New anti-kickback safe harbor protects pharmacy waivers of patient cost-sharing
A new anti-kickback safe harbor that takes effect January 6, 2017, will allow pharmacies to waive or reduce copayment, coinsurance, and deductible (cost-sharing) obligations of financially needy Medicare and Medicaid beneficiaries without triggering potential exposure under the federal anti-kickback statute.
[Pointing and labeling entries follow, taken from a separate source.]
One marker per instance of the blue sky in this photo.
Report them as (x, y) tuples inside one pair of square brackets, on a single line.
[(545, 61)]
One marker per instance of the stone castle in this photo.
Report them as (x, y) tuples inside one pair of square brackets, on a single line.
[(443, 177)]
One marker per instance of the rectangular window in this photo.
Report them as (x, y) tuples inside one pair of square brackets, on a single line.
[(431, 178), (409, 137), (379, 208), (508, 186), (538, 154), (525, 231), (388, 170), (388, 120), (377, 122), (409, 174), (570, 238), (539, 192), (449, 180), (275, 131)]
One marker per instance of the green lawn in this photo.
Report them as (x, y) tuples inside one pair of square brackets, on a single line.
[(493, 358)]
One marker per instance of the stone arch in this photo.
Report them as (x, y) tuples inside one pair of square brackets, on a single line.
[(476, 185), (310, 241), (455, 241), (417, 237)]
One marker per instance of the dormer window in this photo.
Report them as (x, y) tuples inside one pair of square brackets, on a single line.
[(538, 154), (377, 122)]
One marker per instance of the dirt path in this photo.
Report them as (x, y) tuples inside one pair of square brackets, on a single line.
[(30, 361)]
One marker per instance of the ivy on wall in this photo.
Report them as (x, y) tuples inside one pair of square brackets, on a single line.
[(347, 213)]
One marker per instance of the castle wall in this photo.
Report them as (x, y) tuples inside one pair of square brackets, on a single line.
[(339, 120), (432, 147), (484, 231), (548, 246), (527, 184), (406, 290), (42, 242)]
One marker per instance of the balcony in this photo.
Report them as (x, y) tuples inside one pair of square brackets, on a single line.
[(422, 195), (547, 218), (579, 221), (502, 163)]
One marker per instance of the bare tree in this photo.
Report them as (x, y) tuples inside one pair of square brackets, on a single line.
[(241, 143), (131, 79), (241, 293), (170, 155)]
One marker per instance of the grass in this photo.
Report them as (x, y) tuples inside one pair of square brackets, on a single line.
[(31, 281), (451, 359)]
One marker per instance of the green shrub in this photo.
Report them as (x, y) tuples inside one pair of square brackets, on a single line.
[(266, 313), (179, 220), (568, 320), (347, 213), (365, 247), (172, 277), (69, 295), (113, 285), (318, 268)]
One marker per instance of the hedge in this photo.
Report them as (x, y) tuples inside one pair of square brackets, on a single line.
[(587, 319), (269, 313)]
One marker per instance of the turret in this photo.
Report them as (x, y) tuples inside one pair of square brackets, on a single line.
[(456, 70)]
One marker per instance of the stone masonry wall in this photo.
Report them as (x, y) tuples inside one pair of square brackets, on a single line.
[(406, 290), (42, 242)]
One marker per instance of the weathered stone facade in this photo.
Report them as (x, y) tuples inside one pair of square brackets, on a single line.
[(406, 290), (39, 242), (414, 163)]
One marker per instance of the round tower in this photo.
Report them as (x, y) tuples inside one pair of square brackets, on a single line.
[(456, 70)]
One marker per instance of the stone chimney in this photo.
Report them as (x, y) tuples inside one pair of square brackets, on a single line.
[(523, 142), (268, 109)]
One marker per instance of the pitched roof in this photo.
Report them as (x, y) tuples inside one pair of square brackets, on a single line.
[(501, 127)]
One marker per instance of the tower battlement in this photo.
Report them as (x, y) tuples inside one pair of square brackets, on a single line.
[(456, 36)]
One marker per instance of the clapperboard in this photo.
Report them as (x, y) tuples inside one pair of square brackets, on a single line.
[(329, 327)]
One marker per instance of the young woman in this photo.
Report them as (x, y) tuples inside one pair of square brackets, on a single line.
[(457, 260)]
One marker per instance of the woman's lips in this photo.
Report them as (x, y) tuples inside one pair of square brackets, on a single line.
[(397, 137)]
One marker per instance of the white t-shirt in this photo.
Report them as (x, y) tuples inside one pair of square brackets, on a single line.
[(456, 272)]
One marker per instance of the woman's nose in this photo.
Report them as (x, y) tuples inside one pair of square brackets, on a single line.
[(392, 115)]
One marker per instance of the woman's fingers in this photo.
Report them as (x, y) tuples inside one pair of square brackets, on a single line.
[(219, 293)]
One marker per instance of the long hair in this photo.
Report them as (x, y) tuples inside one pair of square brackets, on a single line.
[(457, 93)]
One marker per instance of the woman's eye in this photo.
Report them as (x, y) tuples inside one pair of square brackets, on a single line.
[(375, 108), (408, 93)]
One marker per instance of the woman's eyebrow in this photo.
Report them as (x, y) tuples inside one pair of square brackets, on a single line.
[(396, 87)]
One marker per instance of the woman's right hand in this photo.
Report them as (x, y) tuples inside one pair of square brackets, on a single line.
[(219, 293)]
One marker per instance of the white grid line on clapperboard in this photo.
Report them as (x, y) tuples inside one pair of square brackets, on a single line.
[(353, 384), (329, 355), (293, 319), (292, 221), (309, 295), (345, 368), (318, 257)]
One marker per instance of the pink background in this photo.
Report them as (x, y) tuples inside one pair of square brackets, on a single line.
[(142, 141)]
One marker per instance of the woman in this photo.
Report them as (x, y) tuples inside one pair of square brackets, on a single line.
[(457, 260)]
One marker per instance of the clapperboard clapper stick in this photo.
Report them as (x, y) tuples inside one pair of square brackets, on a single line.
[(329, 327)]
The Department of Health and Human Services (HHS) Office of Inspector General (OIG) recently issued a final rule establishing new anti-kickback safe harbors for certain (i) waivers and reductions by pharmacies or ambulance providers of patient cost-sharing obligations, (ii) remuneration between Medicare Advantage organizations and federally qualified health centers (FQHCs), (iii) Medicare coverage gap drug discounts, and (iv) free or discounted local transportation.

The new safe harbor for pharmacy cost-sharing waivers will protect pharmacy waivers or reductions of a Federal health care program beneficiary’s cost-sharing obligations on an unadvertised, non-routine basis after either an individualized determination of financial need or reasonable collection efforts. With respect to a Part D subsidy-eligible individual, a pharmacy can fit into the safe harbor without making an individualized determination or reasonable collection efforts. The safe harbor will not extend to any waiver or reduction that is offered as part of an advertisement or solicitation.

In its commentary, the OIG declined to impose specific guidelines for determining financial need, but emphasized that financial need must be determined on a good faith, individualized basis by uniformly applying reasonable guidelines in accordance with objective criteria appropriate for the geographic area. Furthermore, the OIG expects pharmacies to follow written policies and to take reasonable steps to verify an individual’s financial resources before waiving or reducing the individual’s cost-sharing obligations.